3. I use Lalvin 71b-1122 yeast on my muscadine wine because it eats malic acid. 
4. Aging is supposed to be more beneficial for muscadine wine than some others. I get lots of crystals in my carboys and sometimes in my bottles, so expect the wine to improve with age. 
5. I almost forgot. A lot of problems in a wine can be covered by sweetening. I've made some dry muscadine wine, but most people are looking to bring out the taste of the muscadines which are sweet. So the backsweetening will help.


----------



## KLjones (Nov 9, 2014)

Thanks for the tips. Forgive the lack of knowledge, this is my first batch  In order to raise the SG after fermentation do I only need to add sugar in form of a simple syrup?

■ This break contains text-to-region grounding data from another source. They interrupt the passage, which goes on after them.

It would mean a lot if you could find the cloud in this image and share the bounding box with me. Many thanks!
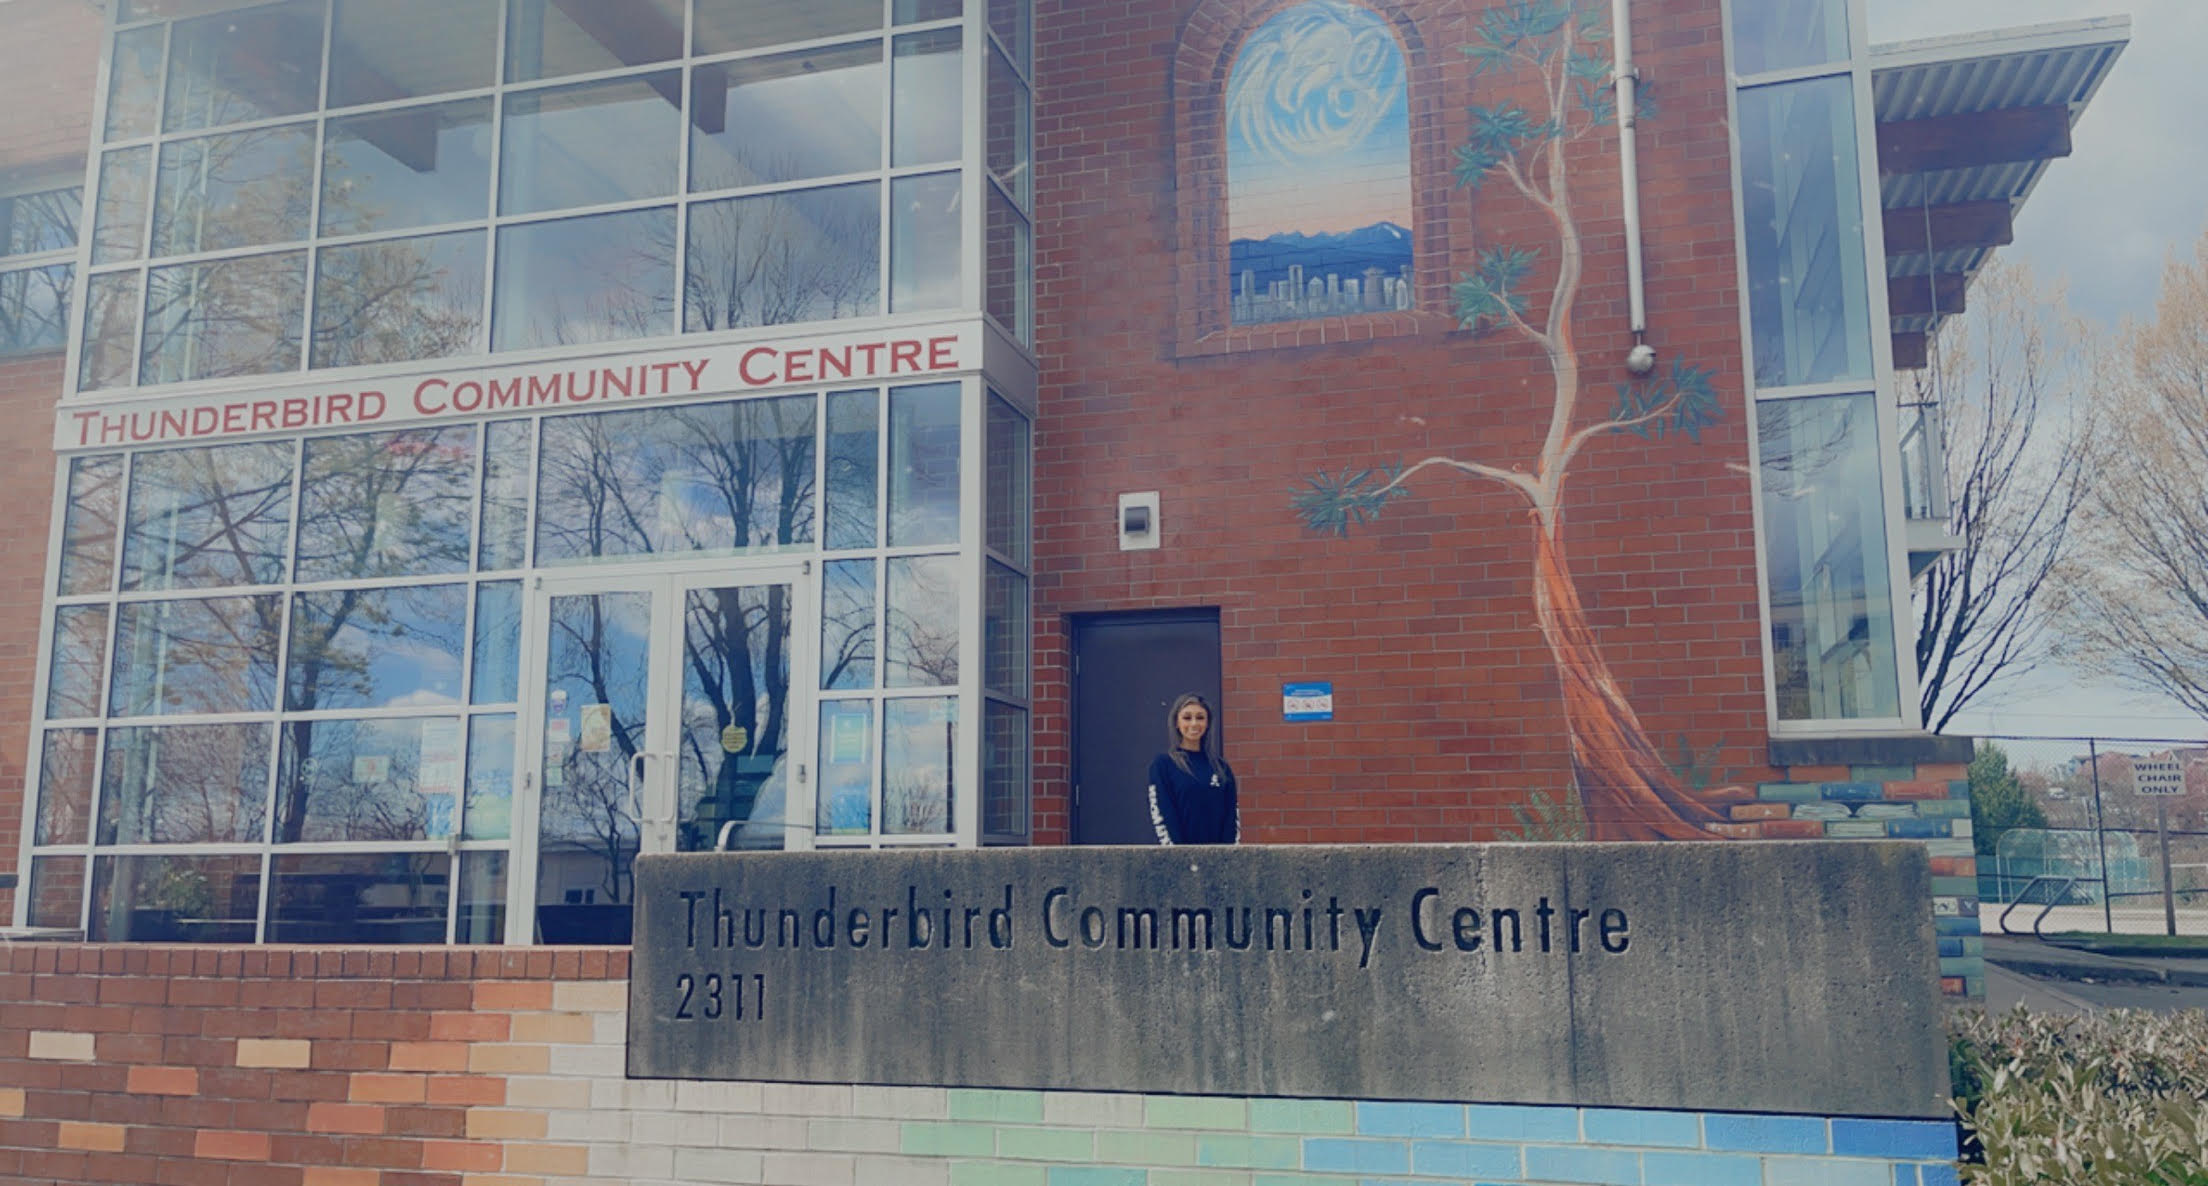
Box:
[1226,0,1406,164]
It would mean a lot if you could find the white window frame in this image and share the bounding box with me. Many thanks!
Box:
[1722,0,1924,738]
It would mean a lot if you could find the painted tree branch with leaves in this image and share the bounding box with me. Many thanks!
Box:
[1295,0,1736,840]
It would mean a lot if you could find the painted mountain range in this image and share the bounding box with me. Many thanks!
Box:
[1229,222,1412,290]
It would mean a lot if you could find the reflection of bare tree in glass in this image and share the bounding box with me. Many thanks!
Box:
[0,264,72,351]
[681,185,880,332]
[887,558,959,686]
[313,238,486,367]
[103,724,269,847]
[819,570,874,691]
[277,428,475,843]
[678,587,788,850]
[539,595,647,904]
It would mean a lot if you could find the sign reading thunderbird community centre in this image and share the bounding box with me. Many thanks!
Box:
[628,844,1948,1119]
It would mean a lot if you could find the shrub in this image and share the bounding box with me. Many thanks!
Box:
[1950,1008,2208,1185]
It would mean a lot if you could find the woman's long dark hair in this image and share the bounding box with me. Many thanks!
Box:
[1165,693,1233,781]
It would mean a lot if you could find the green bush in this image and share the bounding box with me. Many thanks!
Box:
[1950,1008,2208,1184]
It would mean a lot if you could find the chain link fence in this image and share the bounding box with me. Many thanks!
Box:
[1974,736,2208,938]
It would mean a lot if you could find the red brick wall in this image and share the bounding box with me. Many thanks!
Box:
[0,0,100,924]
[0,944,627,1185]
[1028,0,1768,844]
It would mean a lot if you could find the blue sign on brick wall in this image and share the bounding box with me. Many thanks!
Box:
[1283,682,1333,721]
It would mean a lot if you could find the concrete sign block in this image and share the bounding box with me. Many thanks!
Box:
[628,843,1947,1119]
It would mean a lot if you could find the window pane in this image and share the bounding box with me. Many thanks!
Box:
[321,99,494,236]
[78,271,141,392]
[464,713,515,841]
[109,595,283,715]
[35,729,98,846]
[1732,0,1849,76]
[470,582,522,707]
[985,187,1030,343]
[896,0,962,24]
[684,183,880,332]
[58,455,124,595]
[825,389,878,549]
[313,231,487,368]
[536,590,651,917]
[276,716,466,843]
[534,394,816,563]
[295,427,473,582]
[491,207,676,350]
[1739,76,1873,389]
[888,381,959,546]
[505,0,683,83]
[816,699,873,835]
[882,696,954,835]
[287,584,469,711]
[890,172,961,313]
[122,440,294,590]
[689,44,883,193]
[984,560,1026,698]
[892,30,962,167]
[886,554,958,688]
[140,251,308,384]
[456,851,507,943]
[0,264,72,357]
[499,74,681,216]
[987,46,1031,209]
[480,419,533,570]
[821,559,875,690]
[1759,393,1901,721]
[985,393,1029,564]
[26,856,86,931]
[93,147,153,263]
[984,700,1026,838]
[989,0,1029,71]
[99,722,272,844]
[46,606,110,720]
[1,187,80,258]
[695,0,881,56]
[106,24,166,141]
[163,0,325,133]
[89,854,261,943]
[266,852,450,943]
[678,583,793,852]
[330,0,498,107]
[153,124,317,257]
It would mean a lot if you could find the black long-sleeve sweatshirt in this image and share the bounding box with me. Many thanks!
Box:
[1146,749,1239,845]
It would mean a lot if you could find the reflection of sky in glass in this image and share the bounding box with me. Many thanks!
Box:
[893,30,962,166]
[821,559,876,690]
[472,581,523,705]
[890,173,961,313]
[1225,0,1411,238]
[691,44,882,191]
[492,207,676,350]
[321,100,493,235]
[466,714,515,841]
[888,383,960,546]
[818,700,873,835]
[500,75,680,216]
[296,426,477,580]
[123,441,294,591]
[883,697,954,835]
[287,584,469,711]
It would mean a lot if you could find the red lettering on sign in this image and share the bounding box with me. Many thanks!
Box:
[414,379,448,415]
[890,340,923,373]
[929,335,957,370]
[741,348,778,386]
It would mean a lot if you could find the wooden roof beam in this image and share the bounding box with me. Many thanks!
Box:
[1881,200,2014,256]
[1877,104,2072,176]
[1887,273,1969,320]
[1892,332,1929,371]
[547,0,686,113]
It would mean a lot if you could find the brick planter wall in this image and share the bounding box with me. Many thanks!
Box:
[1,944,1959,1185]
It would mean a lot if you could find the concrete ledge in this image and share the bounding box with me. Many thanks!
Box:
[1769,734,1974,768]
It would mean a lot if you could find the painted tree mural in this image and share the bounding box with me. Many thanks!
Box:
[1295,0,1737,840]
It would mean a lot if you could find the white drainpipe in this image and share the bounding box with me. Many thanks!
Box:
[1613,0,1654,370]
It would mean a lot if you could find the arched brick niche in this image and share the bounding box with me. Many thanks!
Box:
[1171,0,1457,356]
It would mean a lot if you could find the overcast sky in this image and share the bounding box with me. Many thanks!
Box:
[1863,1,2208,738]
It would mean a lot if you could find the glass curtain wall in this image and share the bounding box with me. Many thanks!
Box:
[0,180,82,358]
[74,0,1030,393]
[1727,0,1910,728]
[22,376,1029,940]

The must was in the primary for 5 days. 24 hours before the yeast was added and 4 days after before moving to the secondary.


----------



## Julie (Nov 9, 2014)

KLjones said:


> Thanks for the tips. Forgive the lack of knowledge, this is my first batch  In order to raise the SG after fermentation do I only need to add sugar in form of a simple syrup?
> 
> The must was in the primary for 5 days. 24 hours before the yeast was added and 4 days after before moving to the secondary.



if you are talking about backsweetening, you need to add k-meta and sorbate and I would take some wine out, warm that up and disolve the sugar into that and add it back.


----------



## KLjones (Jan 4, 2015)

Thanks for all suggestions. Stabilizing and adding sugar did the trick. I bottled this yesterday and it turned out pretty well.


----------